# Evaluation of ASR Systems Using WER

This notebook demonstrates the evaluation of Automatic Speech Recognition (ASR) systems using the Word Error Rate (WER) metric.

## Understanding Word Error Rate

Word Error Rate (WER) is a crucial metric used to evaluate the performance of an Automatic Speech Recognition (ASR) system. It measures how accurately the ASR system transcribes spoken language into text by comparing the machine-generated transcription to a human-generated reference transcription.

The formula for WER is:

$$ WER = \frac{S + D + I}{N} $$

Where:
- \( S \) represents the number of substitutions, which occur when a word from the reference is replaced by a different word in the hypothesis.
- \( D \) represents the number of deletions, where a word from the reference is missing in the hypothesis.
- \( I \) represents the number of insertions, where a word not present in the reference appears in the hypothesis.
- \( N \) is the total number of words in the reference transcription.

The WER gives us a percentage that reflects the proportion of errors (substitutions, deletions, and insertions) in the hypothesis compared to the total number of words in the reference.
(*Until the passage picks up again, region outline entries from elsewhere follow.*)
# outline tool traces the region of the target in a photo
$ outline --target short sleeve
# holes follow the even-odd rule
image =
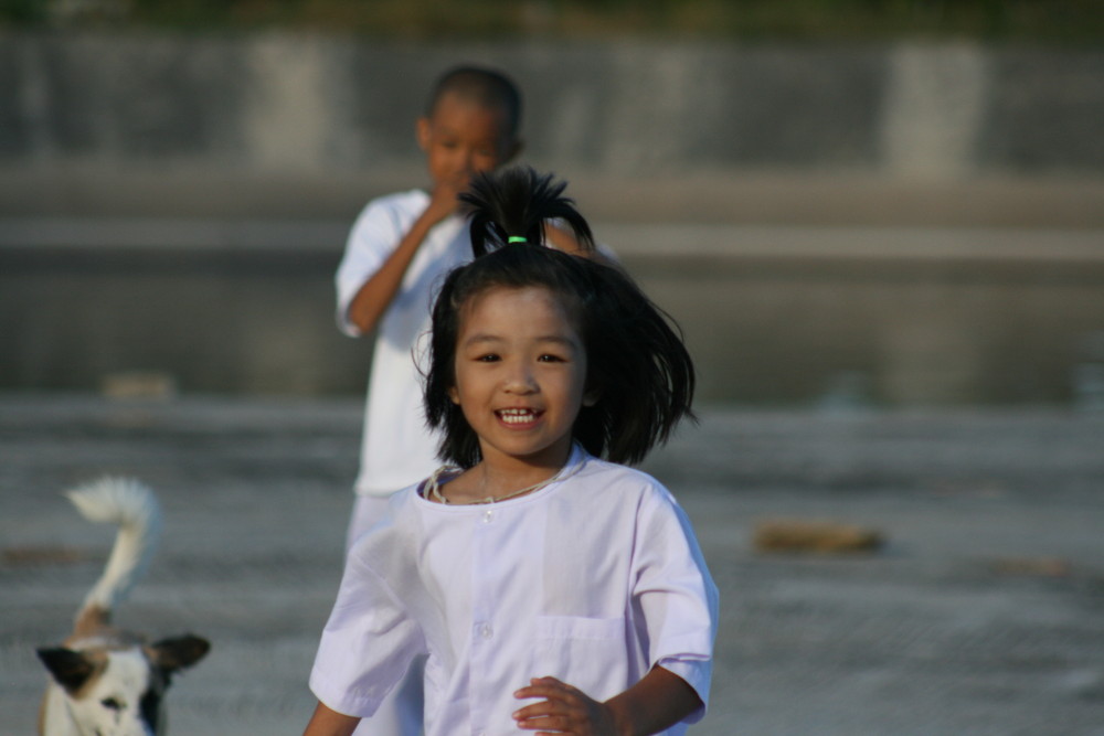
[[[358,543],[322,631],[310,672],[311,692],[338,713],[369,717],[421,653],[421,629],[365,564],[364,547]]]
[[[349,320],[353,297],[402,239],[402,223],[393,200],[373,200],[361,211],[349,232],[344,255],[338,266],[335,277],[338,327],[350,337],[361,334],[360,329]]]
[[[662,489],[641,502],[634,551],[634,607],[647,628],[649,666],[660,665],[709,703],[719,596],[690,521]],[[687,723],[705,714],[700,708]]]

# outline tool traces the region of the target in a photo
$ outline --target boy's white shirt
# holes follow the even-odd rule
[[[686,514],[655,479],[577,447],[564,474],[491,505],[392,498],[350,551],[318,698],[370,716],[428,653],[427,736],[516,733],[513,692],[534,676],[605,700],[659,664],[705,703],[718,595]]]
[[[422,190],[399,192],[369,202],[353,223],[336,277],[338,324],[347,334],[360,334],[349,321],[353,297],[428,204],[429,195]],[[438,465],[437,435],[425,426],[422,374],[415,361],[424,355],[429,309],[440,281],[470,259],[467,222],[456,215],[445,218],[418,247],[380,320],[364,407],[358,493],[388,495],[425,478]]]

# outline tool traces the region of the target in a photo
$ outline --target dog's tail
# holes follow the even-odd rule
[[[77,611],[76,629],[106,625],[149,566],[161,534],[161,508],[136,480],[105,478],[66,493],[85,519],[119,527],[104,574]]]

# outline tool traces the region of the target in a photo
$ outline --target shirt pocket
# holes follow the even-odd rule
[[[533,676],[552,676],[595,700],[628,686],[625,620],[581,616],[537,619]]]

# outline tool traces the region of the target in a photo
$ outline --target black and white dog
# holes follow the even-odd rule
[[[185,634],[148,643],[110,626],[152,557],[161,530],[153,493],[137,481],[105,479],[71,491],[89,521],[118,525],[103,576],[77,611],[62,647],[40,649],[50,682],[39,717],[41,736],[161,736],[161,698],[172,674],[201,660],[211,646]]]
A WER of 0% means perfect transcription, while a higher WER indicates more discrepancies between the hypothesis and the reference.

### Intuition behind WER

WER is designed to provide a simple, yet effective way to quantify the performance of an ASR system. The metric helps us understand how well a system understands and processes natural language in spoken form. By identifying how many changes one would need to make to transform the hypothesis into the reference, WER offers insights into both the accuracy and reliability of the ASR system.

Additionally, analyzing the types of errors (substitutions, deletions, and insertions) can help developers fine-tune the ASR algorithms, focusing on reducing specific kinds of errors that are more prevalent or more impactful on the user experience.


Next, we take a look at calculating WER in Python. First, let's install `jiwer` for calculating the Word Error Rate.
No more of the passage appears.